Personal information
- Full name: John Lester
- Date of birth: 5 August 1982 (age 42)
- Place of birth: Dublin, Ireland
- Position(s): Midfielder

Team information
- Current team: North End United

Youth career
- Leicester Celtic
- 1998–2001: Everton

Senior career*
- Years: Team / Apps / (Gls)
- 2001–2003: Bohemians / 8 / (0)
- 2002–2003: → Monaghan United (loan) / 7 / (2)
- 2004: Drogheda United / 33 / (3)
- 2005: Waterford United / 16 / (0)
- 2006: Limerick / 27 / (6)
- 2007–2008: Galway United / 54 / (2)
- 2009: St Patrick's Athletic / 13 / (1)
- 2010: Longford Town / 30 / (4)
- 2011: Drogheda United / 5 / (0)
- 2011–2017: Sheriff Y.C.
- 2017: Greystones United
- 2017–2019: Sheriff Y.C.
- 2019–: North End United

International career
- 1999: Republic of Ireland U17 / 2 / (0)
- 2003: Republic of Ireland U21 / 1 / (0)

= John Lester (footballer) =

Irish footballer

John Lester (born 5 August 1982) is an Irish footballer who plays for North End United in the Wexford Football League.

==Career==
Lester played his schoolboy football at Leicester Celtic alongside the likes of Andy Reid, Barry Roche and Declan Field. His performances attracted cross-channel clubs and he played for West Ham United in the famous Northern Ireland Milk Cup winning the Player of the Tournament award. Despite this, he ended up signing professional terms with Everton. He began well and regularly played for the reserve team at the age of 16 but in his 2nd season, he broke his leg and missed the remainder of the year.

His time on Merseyside was never the same after the broken leg and he returned home to Dublin and signed for Pete Mahon's Bohemians, making his League of Ireland debut as a substitute against Galway United on 31 August 2001. He was loaned out to Monaghan making his debut at Shamrock Rovers on 3 February 2002.

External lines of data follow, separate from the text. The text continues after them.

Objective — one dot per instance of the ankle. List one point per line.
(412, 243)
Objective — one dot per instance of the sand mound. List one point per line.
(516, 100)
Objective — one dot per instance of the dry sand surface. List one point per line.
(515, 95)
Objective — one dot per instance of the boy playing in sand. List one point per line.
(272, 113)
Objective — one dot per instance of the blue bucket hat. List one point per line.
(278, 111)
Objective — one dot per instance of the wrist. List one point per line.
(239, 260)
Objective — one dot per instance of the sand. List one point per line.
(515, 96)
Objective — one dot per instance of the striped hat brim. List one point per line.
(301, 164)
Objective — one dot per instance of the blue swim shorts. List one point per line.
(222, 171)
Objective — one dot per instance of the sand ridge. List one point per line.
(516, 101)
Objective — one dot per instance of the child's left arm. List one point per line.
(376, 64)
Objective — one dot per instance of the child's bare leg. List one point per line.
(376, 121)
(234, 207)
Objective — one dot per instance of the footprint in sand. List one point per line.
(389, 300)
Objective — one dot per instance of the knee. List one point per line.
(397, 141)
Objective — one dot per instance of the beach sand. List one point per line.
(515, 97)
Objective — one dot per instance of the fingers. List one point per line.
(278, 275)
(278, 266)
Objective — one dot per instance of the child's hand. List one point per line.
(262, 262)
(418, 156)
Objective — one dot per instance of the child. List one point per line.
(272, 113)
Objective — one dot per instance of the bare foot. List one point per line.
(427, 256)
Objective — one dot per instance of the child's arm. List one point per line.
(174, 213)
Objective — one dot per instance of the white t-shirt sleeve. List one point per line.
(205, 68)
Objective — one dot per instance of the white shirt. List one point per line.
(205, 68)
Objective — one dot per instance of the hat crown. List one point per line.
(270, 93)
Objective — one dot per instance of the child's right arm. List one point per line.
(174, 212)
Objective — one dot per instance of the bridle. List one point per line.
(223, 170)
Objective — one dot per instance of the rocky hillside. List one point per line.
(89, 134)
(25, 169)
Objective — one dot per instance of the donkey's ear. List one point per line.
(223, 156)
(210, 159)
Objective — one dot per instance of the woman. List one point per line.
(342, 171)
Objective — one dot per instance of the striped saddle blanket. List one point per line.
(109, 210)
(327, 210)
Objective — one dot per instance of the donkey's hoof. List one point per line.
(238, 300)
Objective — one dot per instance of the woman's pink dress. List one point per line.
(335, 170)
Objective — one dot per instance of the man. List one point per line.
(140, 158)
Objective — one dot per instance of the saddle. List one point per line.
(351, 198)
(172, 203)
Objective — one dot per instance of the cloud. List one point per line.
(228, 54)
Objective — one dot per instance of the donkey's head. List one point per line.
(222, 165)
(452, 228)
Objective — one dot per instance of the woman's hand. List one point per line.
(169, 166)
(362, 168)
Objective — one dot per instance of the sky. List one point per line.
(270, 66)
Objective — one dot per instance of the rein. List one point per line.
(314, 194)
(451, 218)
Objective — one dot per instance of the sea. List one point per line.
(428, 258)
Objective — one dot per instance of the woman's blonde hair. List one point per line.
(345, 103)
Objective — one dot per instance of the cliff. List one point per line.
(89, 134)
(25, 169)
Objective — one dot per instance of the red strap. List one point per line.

Lester was called into the Republic of Ireland national under-21 football team panel for the first time in October 2002.

In January 2003 he was selected in the League of Ireland First Division Team of the Year.

Lester had a nomadic League of Ireland career with 9 different clubs before culminating with a brief stint at Drogheda United.

In 2011, Lester moved to Sheriff Y.C. in the AUL and enjoyed a trophy-laden 6 years with the club winning 25 trophies.

In July 2017, Lester moved to the Leinster Senior League to join Greystones United, however only two months later he returned to Sheriff Y.C.

He signed for North End United in August 2019.